The next thread to arrive at this code fails with error code (22)
EINVAL The argument length is negative or larger than the maximum file size. The comment around the call to ftruncate seems to indicate that the connection is assumed to be the first connection but this is actually the second.
This seems to indicate that the journal behavior does not support multiple connections to the same db file on the Centos platform.
Any suggestions for how to properly set this up? Or should I change to a single connection per process?
Is the file located on a local filesystem?
Yes the -wal and -shm files are on the local file system.
I suspect you've got cross-thread data leakage. You cannot, for example, use one thread to query the DB and another to consume the results from that query without making a copy in RAM before passing the data off to the other thread.
When I get the failure it is at initialization time for the db connection.
the Pragma statement being executed is "PRAGMA journal_mode = WAL" this results in the SQL error code 'SQLITE_IOERR_SHMOPEN' being returned.
digging into the sqlite.c file that is where I tracked the failing piece to be the truncate call.
What file system are you using?
digging into the sqlite.c file
Can you replicate the error with a non-amalgam build of SQLite? For example, do any of
test/thread* fail on that same system?
I am using the WSL install of Centos on my windows machine so I can debug. This is the file system information for that setup.
NOTE: my code is located in the c: directory structure. The windows format for that drive is NTFS
Filesystem Type Size Used Avail Use% Mounted on
rootfs wslfs 954G 400G 554G 42% /
none tmpfs 954G 400G 554G 42% /dev
none tmpfs 954G 400G 554G 42% /run
none tmpfs 954G 400G 554G 42% /run/lock
none tmpfs 954G 400G 554G 42% /run/shm
none tmpfs 954G 400G 554G 42% /run/user
tmpfs tmpfs 954G 400G 554G 42% /sys/fs/cgroup
C:\ drvfs 954G 400G 554G 42% /mnt/c
So this thing you are reporting is an problem with an emulator?
One that has never been encountered by anyone using "the real thing"?

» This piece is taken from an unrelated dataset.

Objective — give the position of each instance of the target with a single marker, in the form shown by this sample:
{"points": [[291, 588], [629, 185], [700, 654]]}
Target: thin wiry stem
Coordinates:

Have you considered that the problem may have nothing whatsoever to do with SQLite3 but is rather a defect in the emulator you are using and you should be directing your problem there instead of here so that they can make their emulator work more better?
I am seeing it as well on our build machines, which are running Centos but am less able to debug on that hardware directly.
I will take a different approach and use a single connection to a db as part of my process.
What does "uname -a" have to say about the running CentOS, for example:
Linux xxx 5.8.3-x86_64-linode137 #1 SMP PREEMPT Mon Aug 24 14:50:33 EDT 2020 x86_64 x86_64 x86_64 GNU/Linux
and the release of CentOS:
# cat /etc/centos-release CentOS release 6.10 (Final) #
Are you actually running the code (in your production environment) on an actual Linux kernel or rather on some kiddie-tainer (there are lots of these that go by lots of amusing names) which claims (or often does not claim but many seem to assume) to support the needed capabilities?
If this is WSL 2, then try a VM instead, so that you'll at least be running on a supported filesystem.
on my windows machine so I can debug
There are debuggers on CentOS. I would not be surprised to find that they work poorly on WSL1, but I'd expect them to work well on WSL2, and even better on a HyperV VM.
So, not CentOS, then, which does not support NTFS.
This is a file system access error you're getting, so yes, using a nonstandard kernel atop a nonstandard file system for that kernel is relevant, so you should have reported it from the start.
Does the problem happen on the "real" CentOS machines? Can you replicate it on a VM?